The initialization process also becomes a bit more complex:
- The true simulation input is initialized using the
initcompute pipeline introduced earlier. - The other set of
(U, V)buffers must now be initialized because we now use a zero-padding scheme to handle simulation domain edges. We do this by filling these buffers with zeroes, which is overkill but likely to be optimized in hardware. - Both of these operations are asynchronous Vulkan commands, so usage of the
Concentrationsis now a bit more complex as it now builds a command buffer that must be submitted to the GPU and executed. We acknowledge this by switching from the standardnew()constructor naming to a more complexcreate_and_schedule_init()name that highlights what the user of this function needs to do.
When it comes to accessors, shape() will be dropped as it cannot be easily
provided by our 1D GPU storage without keeping otherwise unnecessary metadata
around. But the current() accessor will trivially be migrated to the new
logic. And for reasons that will become clear later on, it can also become a
private implementation detail of the underlying data module.
impl Concentrations {
// [ ... ]
/// Current input/output configuration
fn current_inout(&self) -> &InOut {
&self.inout_sets[self.reversed as usize]
}
// [ ... ]
}
On its side, the update() operation will be easily migrated to the new logic
discussed above as well, as it is largely a simplification with respect to its
former implementation:
impl Concentrations {
// [ ... ]
/// Run a simulation step
///
/// The `step` callback will be provided with the descriptor set that should
/// be used for the next simulation step. If you need to carry out multiple
/// simulation steps, you should call `update()` once per simulation step.
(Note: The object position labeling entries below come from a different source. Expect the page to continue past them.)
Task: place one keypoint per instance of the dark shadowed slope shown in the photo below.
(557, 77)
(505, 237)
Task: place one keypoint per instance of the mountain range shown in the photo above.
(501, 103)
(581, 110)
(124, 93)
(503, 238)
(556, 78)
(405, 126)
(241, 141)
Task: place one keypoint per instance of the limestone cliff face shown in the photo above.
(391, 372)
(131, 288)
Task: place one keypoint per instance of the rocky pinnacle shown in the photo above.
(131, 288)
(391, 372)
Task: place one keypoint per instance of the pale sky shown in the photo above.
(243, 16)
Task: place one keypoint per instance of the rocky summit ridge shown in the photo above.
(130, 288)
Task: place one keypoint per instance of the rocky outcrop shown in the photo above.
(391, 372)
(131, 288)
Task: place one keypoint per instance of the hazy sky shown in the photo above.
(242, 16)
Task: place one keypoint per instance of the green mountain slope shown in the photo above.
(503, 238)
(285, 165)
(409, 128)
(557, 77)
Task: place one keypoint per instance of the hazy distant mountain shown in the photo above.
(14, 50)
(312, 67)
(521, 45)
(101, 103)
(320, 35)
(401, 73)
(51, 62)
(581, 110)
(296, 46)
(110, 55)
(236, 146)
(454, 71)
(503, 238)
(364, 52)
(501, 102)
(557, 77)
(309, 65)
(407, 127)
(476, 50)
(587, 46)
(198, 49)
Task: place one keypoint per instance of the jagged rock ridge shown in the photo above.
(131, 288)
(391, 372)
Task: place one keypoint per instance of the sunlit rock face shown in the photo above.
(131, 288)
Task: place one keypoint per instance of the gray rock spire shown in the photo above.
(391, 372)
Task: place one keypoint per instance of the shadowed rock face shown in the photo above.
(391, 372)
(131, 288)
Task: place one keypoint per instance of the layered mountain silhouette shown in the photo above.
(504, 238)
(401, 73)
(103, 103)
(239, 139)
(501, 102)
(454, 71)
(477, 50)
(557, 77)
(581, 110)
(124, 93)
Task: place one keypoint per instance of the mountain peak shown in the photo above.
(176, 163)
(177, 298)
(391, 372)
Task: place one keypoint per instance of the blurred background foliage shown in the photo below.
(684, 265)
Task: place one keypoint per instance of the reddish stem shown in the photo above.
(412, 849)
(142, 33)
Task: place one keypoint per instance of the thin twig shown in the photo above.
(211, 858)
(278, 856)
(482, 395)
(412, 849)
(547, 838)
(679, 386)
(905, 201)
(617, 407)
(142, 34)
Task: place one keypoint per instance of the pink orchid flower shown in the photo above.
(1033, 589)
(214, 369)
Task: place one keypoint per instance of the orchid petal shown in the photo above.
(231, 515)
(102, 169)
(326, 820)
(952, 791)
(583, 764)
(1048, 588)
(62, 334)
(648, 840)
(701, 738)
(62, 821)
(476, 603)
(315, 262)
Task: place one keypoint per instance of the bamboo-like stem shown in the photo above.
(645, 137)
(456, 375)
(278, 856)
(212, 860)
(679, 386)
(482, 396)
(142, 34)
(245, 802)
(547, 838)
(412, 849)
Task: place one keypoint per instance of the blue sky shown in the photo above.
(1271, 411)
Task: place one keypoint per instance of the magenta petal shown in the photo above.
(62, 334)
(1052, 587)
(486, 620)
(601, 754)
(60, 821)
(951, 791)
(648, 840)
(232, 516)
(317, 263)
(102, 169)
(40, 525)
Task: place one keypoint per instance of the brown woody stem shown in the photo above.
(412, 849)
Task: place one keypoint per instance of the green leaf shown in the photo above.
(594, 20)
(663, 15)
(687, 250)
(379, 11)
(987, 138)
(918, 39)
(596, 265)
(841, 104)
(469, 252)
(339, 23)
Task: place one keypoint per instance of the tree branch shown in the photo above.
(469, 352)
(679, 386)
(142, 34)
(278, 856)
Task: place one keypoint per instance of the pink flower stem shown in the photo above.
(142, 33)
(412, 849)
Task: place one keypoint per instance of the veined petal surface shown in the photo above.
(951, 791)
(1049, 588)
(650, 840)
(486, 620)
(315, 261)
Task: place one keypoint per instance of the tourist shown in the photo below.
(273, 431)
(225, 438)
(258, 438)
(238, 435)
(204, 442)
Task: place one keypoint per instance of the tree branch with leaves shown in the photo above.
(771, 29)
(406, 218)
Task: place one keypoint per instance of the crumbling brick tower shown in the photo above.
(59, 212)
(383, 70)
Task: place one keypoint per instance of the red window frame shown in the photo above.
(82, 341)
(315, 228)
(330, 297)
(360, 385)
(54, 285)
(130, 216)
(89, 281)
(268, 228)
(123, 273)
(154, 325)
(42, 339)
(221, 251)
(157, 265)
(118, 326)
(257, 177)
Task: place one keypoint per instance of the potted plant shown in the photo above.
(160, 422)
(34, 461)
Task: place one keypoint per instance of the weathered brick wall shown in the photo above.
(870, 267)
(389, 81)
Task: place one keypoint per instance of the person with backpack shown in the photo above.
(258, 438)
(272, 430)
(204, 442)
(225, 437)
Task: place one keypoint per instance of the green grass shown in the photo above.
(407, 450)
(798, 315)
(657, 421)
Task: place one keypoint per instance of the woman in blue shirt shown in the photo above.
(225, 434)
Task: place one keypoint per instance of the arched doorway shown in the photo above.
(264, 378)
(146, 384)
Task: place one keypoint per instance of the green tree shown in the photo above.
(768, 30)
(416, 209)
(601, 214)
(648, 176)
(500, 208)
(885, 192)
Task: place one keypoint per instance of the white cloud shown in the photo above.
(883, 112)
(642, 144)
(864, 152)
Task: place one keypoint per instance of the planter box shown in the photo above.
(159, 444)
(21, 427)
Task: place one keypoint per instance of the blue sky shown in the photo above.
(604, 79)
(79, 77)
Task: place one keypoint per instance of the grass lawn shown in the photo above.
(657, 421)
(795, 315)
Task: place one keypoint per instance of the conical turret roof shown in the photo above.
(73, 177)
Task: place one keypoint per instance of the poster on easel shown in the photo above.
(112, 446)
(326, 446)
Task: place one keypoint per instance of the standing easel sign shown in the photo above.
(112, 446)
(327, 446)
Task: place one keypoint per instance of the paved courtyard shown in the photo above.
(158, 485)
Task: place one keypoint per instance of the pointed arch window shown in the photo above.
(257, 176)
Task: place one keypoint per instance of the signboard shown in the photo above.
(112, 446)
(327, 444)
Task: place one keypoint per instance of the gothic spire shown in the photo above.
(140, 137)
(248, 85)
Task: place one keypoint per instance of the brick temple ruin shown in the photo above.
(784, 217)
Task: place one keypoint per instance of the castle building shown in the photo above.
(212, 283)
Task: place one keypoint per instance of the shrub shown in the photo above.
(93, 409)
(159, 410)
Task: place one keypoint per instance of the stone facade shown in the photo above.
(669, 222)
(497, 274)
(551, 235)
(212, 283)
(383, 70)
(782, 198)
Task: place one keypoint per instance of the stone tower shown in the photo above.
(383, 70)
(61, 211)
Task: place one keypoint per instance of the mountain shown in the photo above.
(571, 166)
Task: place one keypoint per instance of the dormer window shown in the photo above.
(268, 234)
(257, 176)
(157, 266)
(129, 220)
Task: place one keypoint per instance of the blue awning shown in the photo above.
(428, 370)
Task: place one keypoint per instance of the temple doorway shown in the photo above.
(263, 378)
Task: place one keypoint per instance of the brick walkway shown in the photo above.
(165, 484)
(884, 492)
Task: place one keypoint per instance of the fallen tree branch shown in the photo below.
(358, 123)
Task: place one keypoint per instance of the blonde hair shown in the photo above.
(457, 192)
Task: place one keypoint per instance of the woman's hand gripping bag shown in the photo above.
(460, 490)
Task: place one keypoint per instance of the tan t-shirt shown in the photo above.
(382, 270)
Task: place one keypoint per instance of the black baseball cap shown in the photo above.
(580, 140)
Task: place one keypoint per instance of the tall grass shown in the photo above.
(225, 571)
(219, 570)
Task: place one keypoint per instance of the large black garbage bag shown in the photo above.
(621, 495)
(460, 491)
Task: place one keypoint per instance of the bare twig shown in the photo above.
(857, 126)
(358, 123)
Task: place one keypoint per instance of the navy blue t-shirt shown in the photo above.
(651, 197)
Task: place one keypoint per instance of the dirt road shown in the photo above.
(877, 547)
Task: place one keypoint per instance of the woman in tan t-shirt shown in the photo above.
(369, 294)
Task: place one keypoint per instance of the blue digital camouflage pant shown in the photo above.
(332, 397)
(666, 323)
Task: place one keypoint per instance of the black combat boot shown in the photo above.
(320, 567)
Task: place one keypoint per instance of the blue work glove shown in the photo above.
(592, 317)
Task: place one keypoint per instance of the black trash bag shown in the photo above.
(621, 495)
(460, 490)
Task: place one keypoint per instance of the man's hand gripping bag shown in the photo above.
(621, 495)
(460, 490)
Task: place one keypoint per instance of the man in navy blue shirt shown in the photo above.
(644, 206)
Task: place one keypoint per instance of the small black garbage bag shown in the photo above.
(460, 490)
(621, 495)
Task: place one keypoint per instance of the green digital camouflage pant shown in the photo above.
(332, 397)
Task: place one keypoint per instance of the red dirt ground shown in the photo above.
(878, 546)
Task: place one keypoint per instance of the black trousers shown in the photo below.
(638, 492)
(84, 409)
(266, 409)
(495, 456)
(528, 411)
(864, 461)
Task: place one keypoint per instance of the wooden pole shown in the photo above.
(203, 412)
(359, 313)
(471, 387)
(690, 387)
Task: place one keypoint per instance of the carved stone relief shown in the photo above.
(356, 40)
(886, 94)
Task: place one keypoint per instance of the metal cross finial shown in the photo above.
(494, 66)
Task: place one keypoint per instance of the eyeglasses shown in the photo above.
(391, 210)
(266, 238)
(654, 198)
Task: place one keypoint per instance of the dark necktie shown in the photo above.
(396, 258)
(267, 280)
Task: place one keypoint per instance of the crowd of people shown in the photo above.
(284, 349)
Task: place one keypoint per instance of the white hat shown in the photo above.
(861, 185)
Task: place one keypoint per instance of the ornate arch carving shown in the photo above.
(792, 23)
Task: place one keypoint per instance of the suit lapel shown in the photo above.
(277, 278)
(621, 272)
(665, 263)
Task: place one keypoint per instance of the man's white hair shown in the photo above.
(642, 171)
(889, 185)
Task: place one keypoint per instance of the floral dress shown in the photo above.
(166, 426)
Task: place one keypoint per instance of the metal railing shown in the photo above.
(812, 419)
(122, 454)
pub fn update(&mut self, step: impl FnOnce(Arc<DescriptorSet>) -> Result<()>) -> Result<()> {
step(self.current_inout().descriptor_set.clone())?;
self.reversed = !self.reversed;
Ok(())
}
}
There is just one new thing that we will need for GPU computing, which is the
ability to report errors from GPU programs. This is handled by making the inner
step callback return a Result<()>.
Output retrieval & storage
While InOut and Concentrations are enough for the purpose of setting up the
simulation and running simulation steps, we are going to need one more thing for
the purpose of retrieving GPU output on the CPU side. Namely a Vulkan buffer
that the CPU can access.
We could adapt the old UV struct for this purpose, but if you pay attention to how
the simulation output is actually used, you will notice that the io module
only writes the V species’ concentration to the HDF5 file. And while passing
an entire UV struct to this module anyway was fine when direct data access was
possible, it is becoming wasteful if we now need to perform an expensive
GPU-to-CPU transfer of the full (U, V) dataset only to use the V part
exclusively later on.
Therefore, our new VBuffer abstraction will focus on retrieval of the V species’
concentration only.
The construction code is quite similar to the one seen before in
InOut::allocate_buffers() (and in fact could be deduplicated with respect to
it in a more production-grade codebase). The only thing that changed is that the
BufferUsage
and
AllocationCreateInfo
have been adjusted to make this buffer fit for the purpose of downloading data
to the CPU:
/// CPU-accessible storage buffer used to download the V species' concentration
pub struct VBuffer {
/// Buffer in which GPU data will be downloaded
buffer: Subbuffer<[Float]>,
/// Number of columns in the 2D concentration table, including zero padding
padded_cols: usize,
}
//
impl VBuffer {
/// Set up a `VBuffer`
pub fn new(options: &RunnerOptions, context: &Context) -> Result<Self> {
use vulkano::memory::allocator::MemoryTypeFilter as MTFilter;
let padded_rows = padded(options.num_rows);
let padded_cols = padded(options.num_cols);
let buffer = Buffer::new_slice(
context.mem_allocator.clone(),
BufferCreateInfo {
usage: BufferUsage::TRANSFER_DST,
..Default::default()
},
AllocationCreateInfo {
memory_type_filter: MTFilter::PREFER_HOST | MTFilter::HOST_RANDOM_ACCESS,
..Default::default()
},
(padded_rows * padded_cols) as DeviceSize,
)?;
Ok(Self {
buffer,
padded_cols,
})
}
// [ ... more methods coming up ... ]
}
After that, we can add a method to schedule a GPU-to-CPU data transfer…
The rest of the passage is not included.